2. The data writing device of claim 1 , wherein:
in the first writing, data is written to the plurality of storage regions of the storage section in a predetermined sequence; and
in the second writing, the command execution data representing the execution state of each of the commands are written to the plurality of storage regions of the storage section in a reverse sequence to the first writing sequence, and writing is started from a storage region furthest away from a storage region first written to by the first writing.
3. The data writing device of claim 1 , wherein:
the storage section includes a predetermined number of specific storage regions;
for each execution of each of the commands, if writing the command execution data to the specific storage regions is performed and the command execution data has already been written to all of the specific storage regions, a third writing is performed that writes different command execution data to the storage region stored with the command execution data; and
in the second writing, the command execution data stored in the storage region is written to the expected storage region prior to writing the different command execution data to the storage region stored with the command execution data.
4. The data writing device of claim 1 , wherein:
a second writing section that performs the second writing is capable of executing a command of a program, and the second writing is stopped if the second writing section executes the command.
5. The data writing device of claim 1 , wherein:
in the second writing, the second writing is stopped if the data, or the command execution data, has been written to all of the plurality of storage regions of the storage section.
6. The data writing device of claim 1 , wherein:
the command execution data is at least one selected from the group consisting of first data generated when the command has been executed, second data used to execute the command, and third data that identifies the executed command.

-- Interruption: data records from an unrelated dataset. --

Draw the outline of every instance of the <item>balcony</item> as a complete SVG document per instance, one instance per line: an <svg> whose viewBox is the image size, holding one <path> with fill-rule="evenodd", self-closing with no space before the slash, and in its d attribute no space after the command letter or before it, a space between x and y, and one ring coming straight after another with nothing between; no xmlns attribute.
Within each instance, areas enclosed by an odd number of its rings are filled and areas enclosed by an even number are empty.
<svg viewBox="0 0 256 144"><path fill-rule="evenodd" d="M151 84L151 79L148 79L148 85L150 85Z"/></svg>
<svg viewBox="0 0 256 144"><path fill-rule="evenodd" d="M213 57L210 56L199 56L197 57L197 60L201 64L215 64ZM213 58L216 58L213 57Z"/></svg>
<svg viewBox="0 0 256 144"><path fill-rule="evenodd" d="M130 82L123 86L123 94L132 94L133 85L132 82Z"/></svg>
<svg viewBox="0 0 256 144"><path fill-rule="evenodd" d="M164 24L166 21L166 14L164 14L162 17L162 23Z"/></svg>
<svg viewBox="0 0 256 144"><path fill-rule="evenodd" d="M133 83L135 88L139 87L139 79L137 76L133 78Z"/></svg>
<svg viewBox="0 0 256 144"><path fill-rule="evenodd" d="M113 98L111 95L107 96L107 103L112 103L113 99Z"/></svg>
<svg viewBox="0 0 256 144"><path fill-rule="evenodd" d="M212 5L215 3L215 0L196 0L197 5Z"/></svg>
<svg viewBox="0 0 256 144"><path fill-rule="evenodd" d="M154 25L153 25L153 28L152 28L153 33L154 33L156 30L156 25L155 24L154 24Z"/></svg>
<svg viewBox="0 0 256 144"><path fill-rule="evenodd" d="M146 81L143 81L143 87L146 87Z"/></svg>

7. The data writing device of claim 1 , wherein:
the command execution data is set to be written; and
in the second writing, the command execution data is written if the command execution data has been set to be written.
8. The data writing device of claim 1 , wherein:
the second writing is stopped if the second writing has been set to be stopped.
9. The data writing device of claim 1 , wherein:
second writing is performed corresponding to each of a respective plurality of programs.
10. The data writing device of claim 1 , wherein:
in the second writing, the command execution data and data that identifies the command are associated with each other and written.
11. A computer-readable recording medium having stored therein a program for causing a computer to execute a data writing process, the process comprising:
performing first writing that writes data to a storage region of a storage section including a plurality of storage regions that store written data; and
performing second writing that writes command execution data representing an execution state of each command of a program including a plurality of commands to an expected storage region, among the plurality of storage regions of the storage section, where it is expected that writing of the first writing has not been performed.
12. The data writing program of claim 11 , wherein:
in the first writing, data is written to the plurality of storage regions of the storage section in a predetermined sequence; and
in the second writing, the command execution data representing the execution state of each of the commands are written to the plurality of storage regions of the storage section in a reverse sequence to the first writing sequence, and writing is started from a storage region furthest away from a storage region first written to by the first writing.
13. The data writing program of claim 11 , wherein:
the storage section includes a predetermined number of specific storage regions;
for each execution of each of the commands, if writing the command execution data to the specific storage regions is performed and the command execution data has already been written to all of the specific storage regions, processing including a third writing that writes different command execution data to the storage region stored with the command execution data is further executed on the computer; and
in the second writing, the command execution data stored in the storage region is written to the expected storage region prior to writing the different command execution data to the storage region stored with the command execution data.
14. The data writing program of claim 11 , wherein:
a second writing section that performs the second writing is capable of executing a command of a program; and
processing including stopping writing the command execution data is further executed on the computer if the second writing section executes the command.
15. The data writing program of claim 11 , wherein:
processing including stopping the second writing is further executed on the computer if the data, or the command execution data, has been written to all of the plurality of storage regions of the storage section.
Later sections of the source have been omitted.